Por su parte, Fray Diego de Landa, obispo y misionero español, en su Relación de las cosas de Yucatán, cuenta acerca del mismo tema:

«… preguntándoles [Francisco Hernández de Córdoba] más por señas que cómo era suya aquella tierra, respondieron ciuyetel ceh que quiere decir “tierra de pavos y venados”, y que también la llamaron Petén que quiere decir “isla”, engañados por las than que quiere decir “dicenlo”; y que los españoles llamaron Yucatán».

Aunque la más extendida y aceptada (aunque solo sea por tradición) es la versión de Fray Toribio de Benavente «Motolinía», misionero e historiador, que en su Historia de los indios nos dice:

«… cuando vinieron a esta tierra “Yucatán”, y de este nombre se llamó esta Nueva España “Yucatán”. Mas tal nombre no se hallará en todas estas tierras, sino que los españoles se engañaron cuando allí allegaron, porque hablando con los indios de aquella costa, a lo que los españoles preguntaban, los indios respondían: “tectetan, tectetan”, que quiere decir: “no te entiendo, no te entiendo”. Los cristianos, corrompiendo el vocablo y no entendiendo lo que los indios decían, dijeron: “Yucatán se llama esta tierra”».

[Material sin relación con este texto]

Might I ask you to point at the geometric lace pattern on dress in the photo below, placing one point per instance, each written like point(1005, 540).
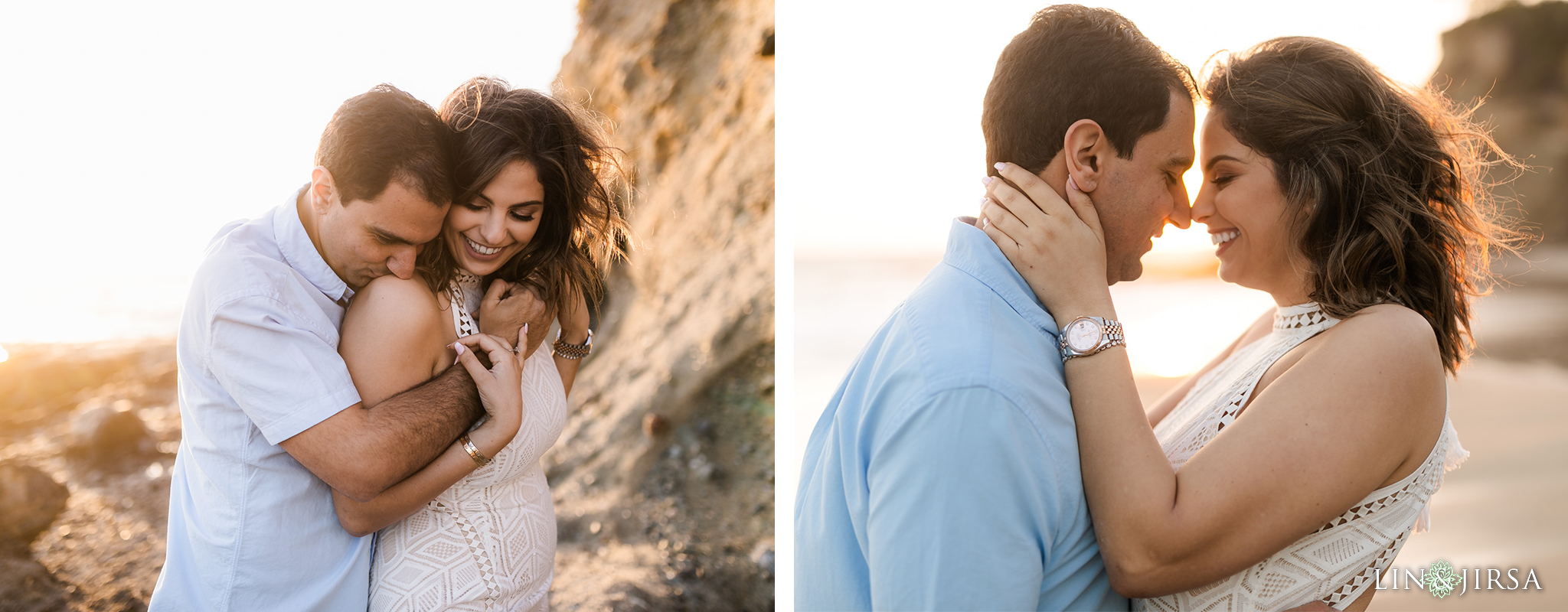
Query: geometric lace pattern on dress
point(486, 543)
point(1336, 562)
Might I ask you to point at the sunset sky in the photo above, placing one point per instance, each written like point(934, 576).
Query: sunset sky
point(139, 129)
point(882, 104)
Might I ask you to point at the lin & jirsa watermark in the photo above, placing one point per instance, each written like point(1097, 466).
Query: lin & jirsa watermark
point(1443, 580)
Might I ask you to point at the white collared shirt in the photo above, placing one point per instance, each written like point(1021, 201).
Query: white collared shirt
point(250, 528)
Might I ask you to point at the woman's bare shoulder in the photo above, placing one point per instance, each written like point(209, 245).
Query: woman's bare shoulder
point(1387, 348)
point(390, 302)
point(1391, 330)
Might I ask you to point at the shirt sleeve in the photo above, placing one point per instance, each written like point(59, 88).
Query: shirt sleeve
point(283, 375)
point(960, 495)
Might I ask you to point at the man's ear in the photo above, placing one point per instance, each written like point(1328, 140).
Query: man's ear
point(323, 191)
point(1087, 149)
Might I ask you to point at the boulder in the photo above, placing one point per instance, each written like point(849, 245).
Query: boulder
point(107, 434)
point(25, 586)
point(1514, 63)
point(28, 503)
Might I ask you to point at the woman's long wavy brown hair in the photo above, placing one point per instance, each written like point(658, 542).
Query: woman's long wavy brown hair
point(582, 229)
point(1387, 187)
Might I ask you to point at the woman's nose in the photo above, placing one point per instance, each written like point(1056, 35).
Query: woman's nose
point(1203, 207)
point(495, 229)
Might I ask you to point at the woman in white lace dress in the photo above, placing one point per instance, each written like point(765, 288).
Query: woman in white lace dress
point(1297, 462)
point(475, 528)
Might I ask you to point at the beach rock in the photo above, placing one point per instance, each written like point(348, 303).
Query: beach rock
point(686, 335)
point(1514, 61)
point(107, 434)
point(28, 503)
point(25, 586)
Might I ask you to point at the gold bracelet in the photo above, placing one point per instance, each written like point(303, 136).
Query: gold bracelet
point(474, 451)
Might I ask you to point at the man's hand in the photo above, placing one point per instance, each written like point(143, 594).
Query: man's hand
point(507, 308)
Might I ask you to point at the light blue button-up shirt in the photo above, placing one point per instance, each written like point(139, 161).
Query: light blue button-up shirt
point(944, 473)
point(250, 528)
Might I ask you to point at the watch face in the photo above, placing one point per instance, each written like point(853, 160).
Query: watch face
point(1083, 335)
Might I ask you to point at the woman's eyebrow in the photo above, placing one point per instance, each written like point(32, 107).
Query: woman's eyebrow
point(1217, 158)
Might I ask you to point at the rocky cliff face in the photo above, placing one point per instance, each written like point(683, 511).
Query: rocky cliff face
point(664, 477)
point(1517, 60)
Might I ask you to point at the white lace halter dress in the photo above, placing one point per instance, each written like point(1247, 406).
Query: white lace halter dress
point(1336, 562)
point(486, 543)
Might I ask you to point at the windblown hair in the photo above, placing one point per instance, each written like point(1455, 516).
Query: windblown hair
point(1387, 187)
point(1076, 63)
point(386, 135)
point(582, 227)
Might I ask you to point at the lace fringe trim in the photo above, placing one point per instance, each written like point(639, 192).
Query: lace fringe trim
point(1454, 456)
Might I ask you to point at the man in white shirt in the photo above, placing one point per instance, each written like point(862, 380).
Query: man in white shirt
point(272, 420)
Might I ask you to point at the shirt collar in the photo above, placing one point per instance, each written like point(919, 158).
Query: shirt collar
point(972, 251)
point(302, 256)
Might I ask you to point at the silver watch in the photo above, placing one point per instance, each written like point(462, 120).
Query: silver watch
point(1087, 335)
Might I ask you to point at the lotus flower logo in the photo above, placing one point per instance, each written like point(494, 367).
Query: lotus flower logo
point(1442, 580)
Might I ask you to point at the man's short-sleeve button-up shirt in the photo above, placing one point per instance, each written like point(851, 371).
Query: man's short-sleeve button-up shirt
point(250, 528)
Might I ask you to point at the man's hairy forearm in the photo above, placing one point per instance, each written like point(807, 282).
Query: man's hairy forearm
point(417, 425)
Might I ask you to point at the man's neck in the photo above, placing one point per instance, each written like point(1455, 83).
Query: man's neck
point(309, 221)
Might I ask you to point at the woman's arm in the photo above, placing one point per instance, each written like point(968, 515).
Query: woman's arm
point(574, 330)
point(1322, 435)
point(396, 337)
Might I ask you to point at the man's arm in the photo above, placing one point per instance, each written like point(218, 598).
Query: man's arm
point(366, 451)
point(296, 387)
point(960, 507)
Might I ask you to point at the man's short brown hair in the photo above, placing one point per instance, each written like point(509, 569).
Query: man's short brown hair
point(1076, 63)
point(381, 135)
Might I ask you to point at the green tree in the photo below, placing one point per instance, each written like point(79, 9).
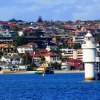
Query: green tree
point(77, 46)
point(20, 40)
point(1, 54)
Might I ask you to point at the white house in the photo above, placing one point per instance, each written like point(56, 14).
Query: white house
point(50, 57)
point(13, 58)
point(25, 49)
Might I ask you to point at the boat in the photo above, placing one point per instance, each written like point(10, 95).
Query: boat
point(49, 71)
point(44, 69)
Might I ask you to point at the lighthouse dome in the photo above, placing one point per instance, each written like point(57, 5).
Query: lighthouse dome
point(88, 35)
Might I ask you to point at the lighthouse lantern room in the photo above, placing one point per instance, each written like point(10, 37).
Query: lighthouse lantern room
point(89, 56)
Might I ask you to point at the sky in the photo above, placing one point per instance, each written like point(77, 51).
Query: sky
point(63, 10)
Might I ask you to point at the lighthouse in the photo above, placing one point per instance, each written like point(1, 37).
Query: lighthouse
point(89, 56)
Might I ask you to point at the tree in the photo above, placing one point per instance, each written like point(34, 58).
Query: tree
point(77, 46)
point(20, 40)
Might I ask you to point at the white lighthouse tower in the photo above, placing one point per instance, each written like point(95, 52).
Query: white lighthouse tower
point(89, 56)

Sea cual sea la verdad, y signifique lo que signifique Yucatán (ya sea «tierra de pavos y venados», «tierra de yuca» o «no te entiendo»), o incluso aunque no sepamos nunca dónde se encuentra en realidad Cotoche (aunque hay quienes dicen que se trataría de Ekab), lo cierto es que aquella isla —que ni siquiera lo era— siguió llamándose de ese modo, y aunque no hubiese sido «descubierta» por tan sufridos exploradores, ya que más tarde se descubriría que ya se encontraba en cartas de navegación portuguesas (y sin contar al grupo de españoles que, después de naufragar, vivieron en ella durante años), mantuvo todas esas nominaciones equívocas que Francisco Hernández de Córdoba —que murió apenas diez días después de regresar— y sus hombres les pusieron.